Hugo Ball (1886-1927) is best known as a co-founder of Dadaism, which he influenced with his sound poems. In 1906 he had begun studying German, history and philosophy in Munich, which he abandoned in 1910 and began training as an assistant for direction, dramaturgy and administration at Max Reinhardt's drama school in Berlin. In 1911 he published his first book, the tragicomedy Die Nase des Michelangelo (The Nose of Michelangelo), and began working as a director and dramaturge at the Plauen Municipal Theater. In 1912 he moved to the Munich Kammerspiele, published his first Expressionist poems in the newspapers Aktion, Revolution and Die Neue Kunst, and collaborated on an almanac intended as a supplement to the Blaue Reiter. However, this project could not be completed after the war broke out. After moving to Berlin, he came into contact with the expressionist avant-garde and became increasingly involved with the revolutionary movement and anarchism. In 1915, he emigrated to Switzerland with his future wife and from then on lived in Zurich. There he founded the café, cabaret and artists' meeting place Carbaret Voltaire, in whose program booklet the word Dada was documented for the first time. Important artists of Dadaism soon frequented the place, such as Hans Arp, Richard Huelsenbeck, Marcel Janco and Tristan Tzara. In June 1916, Ball recited his sound poems (including Gadji beri bimba) for the first time at the Cabaret Voltaire.

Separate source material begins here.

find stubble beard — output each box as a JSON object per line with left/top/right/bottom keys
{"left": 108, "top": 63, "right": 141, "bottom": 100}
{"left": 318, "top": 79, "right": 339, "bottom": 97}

The Cabaret Voltaire is thus considered the "cradle of Dadaism." After retiring to Ticino for some time and returning to Zurich, he founded the Galerie Dada in Zurich with Tristan Tzara in 1917. However, this was dissolved after some difficulties and tensions between the two founders.
He then withdrew completely from the circle of the Dadaists and from 1917-1920 became a staff member of the "Freie Zeitung", where he published political daily commentaries and critical contributions.